Die anderen störte es nicht gerade. Sie waren ausgelassen und fröhlich, wie schon lange nicht mehr.
Robin saß unter ihnen, aber er konnte keine Freude empfinden. Nicht nach dem, was Schwarzmesser gesagt hatte.
Es rief in ihm all diese negativen Emotionen aus, die er seit dem Tod seiner Eltern gefühlt hatte und in letzter Zeit versuchte zu vertreiben.
Ohne Erfolg, dank Schwarzmesser.
Auf einmal verspürte er eine ungeheure Wut auf diesen Mann und die kleinen Sandsteine, die er in der Hand gehalten hatte, zerbröselten.
Er wollte nicht wütend oder unvernünftig sein, aber etwas in seinem Inneren zwang ihn dazu.
Er stand auf und durchquerte das Lager.
Schwarzmesser saß auf einem Campingstuhl im Schatten unter einem Vorzelt und döste vor sich hin.
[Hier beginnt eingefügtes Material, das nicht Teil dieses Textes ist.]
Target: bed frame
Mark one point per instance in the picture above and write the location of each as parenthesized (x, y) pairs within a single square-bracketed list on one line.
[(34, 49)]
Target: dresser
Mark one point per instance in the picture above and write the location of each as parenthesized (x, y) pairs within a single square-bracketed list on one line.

Robin stellte sich vor ihn und mit einem Mal fand er seine Idee völlig verrückt. Er wollte wieder gehen, als Schwarzmesser die Augen öffnete.
»Weißer Tiger? Was gibt es?« fragte er überrascht. Robin sah sich suchend und ein wenig verzweifelt um. Jetzt kam ihm die Idee noch blöder vor. Schwarzmesser stand auf und überragte den Jungen wieder um gut zwei Köpfe.
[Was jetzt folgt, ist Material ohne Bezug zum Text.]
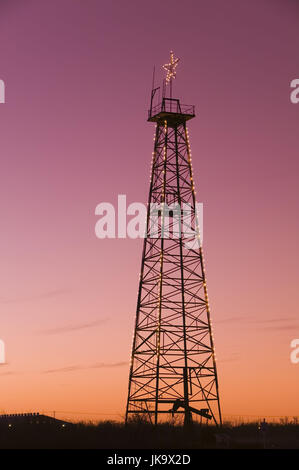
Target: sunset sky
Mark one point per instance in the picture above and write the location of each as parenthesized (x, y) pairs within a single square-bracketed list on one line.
[(73, 133)]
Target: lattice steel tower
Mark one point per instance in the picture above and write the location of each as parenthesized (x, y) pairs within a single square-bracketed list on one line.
[(173, 365)]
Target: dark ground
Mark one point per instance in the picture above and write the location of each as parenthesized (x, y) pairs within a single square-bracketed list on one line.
[(108, 435)]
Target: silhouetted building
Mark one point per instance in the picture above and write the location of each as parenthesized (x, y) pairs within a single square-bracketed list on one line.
[(12, 420)]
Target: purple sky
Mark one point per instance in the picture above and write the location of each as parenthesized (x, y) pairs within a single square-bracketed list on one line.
[(74, 133)]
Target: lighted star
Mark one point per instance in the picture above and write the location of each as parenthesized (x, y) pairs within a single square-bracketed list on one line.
[(170, 68)]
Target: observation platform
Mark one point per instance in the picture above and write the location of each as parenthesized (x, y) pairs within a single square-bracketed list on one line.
[(172, 111)]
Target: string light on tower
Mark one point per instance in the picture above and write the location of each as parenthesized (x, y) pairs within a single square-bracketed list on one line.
[(170, 68)]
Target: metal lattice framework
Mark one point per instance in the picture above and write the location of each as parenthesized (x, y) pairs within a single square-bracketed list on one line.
[(173, 353)]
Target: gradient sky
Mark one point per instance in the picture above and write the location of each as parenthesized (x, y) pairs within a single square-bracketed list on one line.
[(73, 133)]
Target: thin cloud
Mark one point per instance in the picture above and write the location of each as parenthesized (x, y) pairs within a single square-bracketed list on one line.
[(98, 365), (70, 328)]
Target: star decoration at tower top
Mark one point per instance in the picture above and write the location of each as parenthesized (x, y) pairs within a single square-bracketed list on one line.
[(170, 68)]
Robin sah zu Boden. Jetzt schämte er sich für seine Dummheit.
Schwarzmesser betrachtete ihn seelenruhig.
»Dich bedrückt etwas.« stellte er schließlich fest. Robin nickte und wusste nicht einmal warum.
»Ich wünschte du könntest es mir sagen, dann könnte ich dir vielleicht helfen, aber manche von uns sind dazu verdammt ihre Kämpfe alleine auszufechten.« sagte er und legte Robin eine Hand auf die Schulter.
»Was immer es ist. Du wirst damit fertig werden, das weiß ich.«
Robin blickte auf.
Werde ich auch mit dir fertig?
Vielleicht verriet sein Blick ihn oder Schwarzmesser ahnte es auf andere Weise, aber er sah ihn bedauernd an und Robin konnte nicht anders, als wegzurennen.
Mitleid war das, was er auf der Welt am meisten hasste.